The little urchin, seeing we are strangers, comes up to have a good look at us, and out of idle curiosity we ask his name. He gives us a string of them, which sounds fitting for a young prince—Henriques Quintino Rodrigues de Monserrate, the latter being probably the name of the village he lives in. Finding us less interesting than he had hoped, our small friend proceeds to remove his cap and to play with something at the bottom of it, which he exhibits with great pride to another child who has come out of one of the cottages. He eventually pulls it out, and we see that it is a very large black beetle! His hand goes in again and draws out another, and yet another, and his three treasures are put down to crawl about on the steps leading up to the watering-place. At last, tired even of this engrossing amusement, he grabs hold of them again, and drops them one by one into the recesses of the cap, which he then proceeds to replace upon his head. When remonstrated with, he quite fails to catch our point, and assures us that there could be no safer place for carrying black beetles.

We have lingered enough, and must be going on our way. The whole valley seems transfigured, and all things loom fairylike through a golden haze as we look towards the setting sun. We wander on through an orchard of orange and lemon trees, with their wealth of golden fruit and tender white blossom, the fallen fruit lying beneath the trees, as do the apples in an orchard at home when shaken by the winds of autumn. We meet an old priest, in wide-brimmed hat and long soutane, who smiles benignly on us. He passes on, and the sound of a church bell, calling to prayer, floats softly up the valley.


[ CHAPTER IX
]
CINTRA

If there is one spot in Portugal more famed than another for its beauty, it is Cintra. The little town lies about seventeen miles from Lisbon, perched on the side of the Cintra Mountains. Many of the well-to-do people of the capital have villas there, where they go for change and bracing air when the heat of summer makes town life unendurable. The best time to be at Cintra is, however, in April and May, when the piercing winter winds are gone, and before the sleepy little place—half town and half village—is awakened out of its usual quiet by the invasion of the smart society folk from Lisbon. It is then that Nature puts on her fresh spring dress, and every nook and corner is bright with wild-flowers.
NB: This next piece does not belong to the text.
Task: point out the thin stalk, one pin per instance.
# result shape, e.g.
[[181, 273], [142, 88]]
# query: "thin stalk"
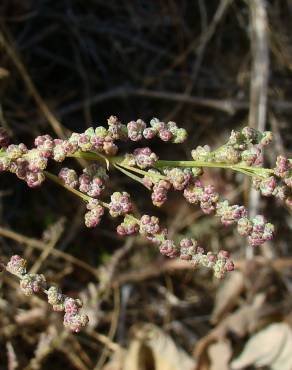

There are many things which lend charm to the place: the beauty and historic interest of the old half-Moorish palace in the village itself, the wonderful Pena Palace, perched high on its rocky pinnacle on the mountain-top; the ruined Moorish fort and castle, whose solidly-built battlements and low towers crown another summit a thousand feet above the town; the many quintas or country houses hidden away among the trees; the lovely gardens, full of flowers, palms, and semi-tropical plants; the cool splash of water falling over rocks, and the deep still tanks, covered with water-lilies, and reflecting the surrounding beauty in their quiet depths.

Above all, there are the countless beautiful walks in every direction. You may go by the road which zigzags down the steep hillside to the valley below; wander eastward for miles towards Lisbon, over rough and bleak moorland, or westward towards Collares, through the cork-woods, where gnarled and twisted branches and grey-green foliage meet over shady footpaths, and huge boulders rise out of a carpet of ferns and flowers.

Of the many delightful walks and scrambles, the most charming of all is a climb to the top of the hill—not by the dusty, winding highway, but by a rough and steep footpath. It starts between overhanging trees and high walls, old and lichen-covered. Maidenhair and other ferns grow in every chink of the stones; primroses, periwinkles, and violets stud the grass below.